Many people assumed that when the Berlin Wall fell in 1989, “capitalism” had won the ideological cold war and that “communism” had lost. But, while “capitalism” – defined as an economic system built on private ownership of property – clearly has prevailed, there are many differences among the nearly 200 countries that now practice it in some form.
We find it useful to divide the capitalist economies into four broad categories. While many economies straddle several of these, most economies fall primarily into one of them. The following typology helps explain why some economies grow more rapidly than others.

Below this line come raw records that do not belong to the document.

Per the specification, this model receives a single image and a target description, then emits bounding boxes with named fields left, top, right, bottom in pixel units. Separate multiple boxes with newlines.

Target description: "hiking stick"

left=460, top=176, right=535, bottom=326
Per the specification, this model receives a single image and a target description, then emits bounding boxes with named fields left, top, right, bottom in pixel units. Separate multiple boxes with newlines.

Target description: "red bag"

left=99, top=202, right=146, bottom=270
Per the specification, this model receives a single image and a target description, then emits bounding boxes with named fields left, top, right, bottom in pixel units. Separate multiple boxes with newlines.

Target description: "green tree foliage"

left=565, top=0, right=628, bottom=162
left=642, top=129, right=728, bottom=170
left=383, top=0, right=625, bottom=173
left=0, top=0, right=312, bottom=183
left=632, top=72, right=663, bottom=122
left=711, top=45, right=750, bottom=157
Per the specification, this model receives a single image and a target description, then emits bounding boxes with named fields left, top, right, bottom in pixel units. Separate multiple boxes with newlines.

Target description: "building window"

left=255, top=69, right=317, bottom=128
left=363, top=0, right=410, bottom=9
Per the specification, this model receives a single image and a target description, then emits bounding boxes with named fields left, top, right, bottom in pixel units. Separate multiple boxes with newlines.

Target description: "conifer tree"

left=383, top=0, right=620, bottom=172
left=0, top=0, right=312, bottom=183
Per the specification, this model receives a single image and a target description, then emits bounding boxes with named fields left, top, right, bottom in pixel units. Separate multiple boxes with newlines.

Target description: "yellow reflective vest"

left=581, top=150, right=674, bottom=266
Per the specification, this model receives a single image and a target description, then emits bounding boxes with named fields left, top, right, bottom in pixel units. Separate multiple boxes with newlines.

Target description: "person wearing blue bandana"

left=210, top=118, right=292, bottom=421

Oligarchic capitalism exists where power and money are highly concentrated among a few. It is the worst form of capitalism, not only because of the extreme inequality in income and wealth that such economies tolerate, but also because the elites do not promote growth as the central goal of economic policy. Instead, oligarchs fix the rules to maximize their own income and wealth. Such arrangements prevail in large parts of Latin America, the Arab Middle East, and Africa.

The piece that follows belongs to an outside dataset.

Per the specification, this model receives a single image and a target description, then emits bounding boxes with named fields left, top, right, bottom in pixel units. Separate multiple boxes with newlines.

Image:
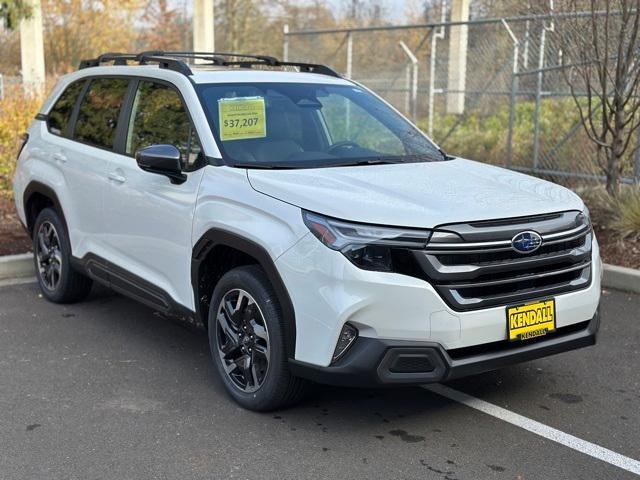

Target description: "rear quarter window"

left=47, top=80, right=85, bottom=137
left=74, top=78, right=129, bottom=150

State-guided capitalism describes economies where growth is a central economic objective (as it is in the other two forms of capitalism), but attempts to achieve it by favoring specific firms or industries. Governments allocate credit (through direct bank ownership or by guiding credit decisions by privately owned banks), provide direct subsidies and/or tax incentives, grant trade protection, or use other regulatory devices in an attempt to “pick winners.”